Записанная автором этих строк серия показаний о «первом слове» у детей привела к наблюдению, что, хотя слова эти бесконечно разнообразны, они в функциональном смысле все одинаковы, т.е. во всех случаях это все-таки одно и то же слово. Когда пришла пора произнести его, т.е. в формировании центральной нервной системы наступил соответствующий морфофункциональный уровень, ребенок вдруг повторит (сразу или отсроченно) слово, произнесенное взрослым в момент, когда ребенку не дают что-либо схватить, к чему он тянется, или не дают что-либо бросить, а также касаться, манипулировать предметом. На слух взрослого кажется, что ребенок назвал объект или действие («бах»), на деле он воспроизвел сигнал запрещения, не более того. Все названия вещей (например, «мама», «киса», «часы», «грибы», «костюм»...) эквивалентны в этой ситуации слову «нельзя», которое само тоже подчас встречается в качестве первого слова. Почему чаще других первым словом оказывается «мама»? Потому что самым частым и самым сильным «нельзя» в этом возрасте является отказ в материнской груди (а также отказ ребенку, тянущемуся к матери на руки) и произносимое кем-либо слово «мама» нередко может совпасть во времени с таким отказом и с моментом наступления зрелости соответствующих нейрофизиологических структур головного мозга. Слово «мама» и будет выражать отказ, запрещение.
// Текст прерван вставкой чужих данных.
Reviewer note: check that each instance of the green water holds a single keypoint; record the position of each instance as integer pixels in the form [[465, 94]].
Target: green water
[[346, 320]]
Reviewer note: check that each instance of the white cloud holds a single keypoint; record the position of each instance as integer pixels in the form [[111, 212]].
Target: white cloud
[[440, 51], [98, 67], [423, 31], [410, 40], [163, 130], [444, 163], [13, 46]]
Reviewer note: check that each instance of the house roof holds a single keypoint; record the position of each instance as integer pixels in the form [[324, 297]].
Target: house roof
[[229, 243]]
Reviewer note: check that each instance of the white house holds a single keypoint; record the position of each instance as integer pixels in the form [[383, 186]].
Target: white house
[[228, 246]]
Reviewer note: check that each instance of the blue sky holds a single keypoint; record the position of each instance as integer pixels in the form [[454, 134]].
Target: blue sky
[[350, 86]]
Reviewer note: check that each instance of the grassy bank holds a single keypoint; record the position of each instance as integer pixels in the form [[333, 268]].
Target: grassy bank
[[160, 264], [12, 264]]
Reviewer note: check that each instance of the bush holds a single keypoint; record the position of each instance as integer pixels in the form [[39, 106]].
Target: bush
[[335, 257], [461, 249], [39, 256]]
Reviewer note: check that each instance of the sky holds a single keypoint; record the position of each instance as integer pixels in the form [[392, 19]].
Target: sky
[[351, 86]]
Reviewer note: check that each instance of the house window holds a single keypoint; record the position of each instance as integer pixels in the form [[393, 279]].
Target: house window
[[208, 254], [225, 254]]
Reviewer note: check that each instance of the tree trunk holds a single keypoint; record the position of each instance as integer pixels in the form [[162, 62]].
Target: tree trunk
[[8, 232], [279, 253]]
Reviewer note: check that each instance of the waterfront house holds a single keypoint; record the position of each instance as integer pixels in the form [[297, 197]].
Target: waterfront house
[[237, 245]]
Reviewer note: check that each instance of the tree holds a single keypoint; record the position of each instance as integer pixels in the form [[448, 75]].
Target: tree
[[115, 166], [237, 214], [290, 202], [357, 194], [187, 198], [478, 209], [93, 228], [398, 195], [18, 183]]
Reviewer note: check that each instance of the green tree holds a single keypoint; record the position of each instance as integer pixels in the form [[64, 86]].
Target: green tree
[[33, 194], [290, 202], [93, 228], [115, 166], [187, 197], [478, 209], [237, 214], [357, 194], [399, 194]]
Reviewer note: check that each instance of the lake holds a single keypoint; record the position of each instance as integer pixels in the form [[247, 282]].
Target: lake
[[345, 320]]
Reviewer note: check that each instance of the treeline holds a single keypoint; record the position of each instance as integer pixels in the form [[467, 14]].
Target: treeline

Однако то же самое может случиться, когда ребенку дают послушать тиканье часов и произносят при этом «часы», но не дают их ему в руки; он произнесет «часы», и это будет выражением запрета, так что родные вполне могли бы теперь всегда вместо «нельзя» произносить «часы». У ребенка отобрали новый костюмчик и он воспроизвел в этот момент слово «костюм» («тюм-тюм») в том же функциональном значении. Ему показывают и называют, но не дают в ручонки грибы — он повторяет «грибы». Много раз ему говорили «бах» или «бах-бах», когда он бросал что-либо на пол, но «бах» было им повторено и стало его первым словом лишь при тех же двух условиях: а) в ситуации, когда ему помешали сделать это движение, б) в строго определенный момент его физического развития.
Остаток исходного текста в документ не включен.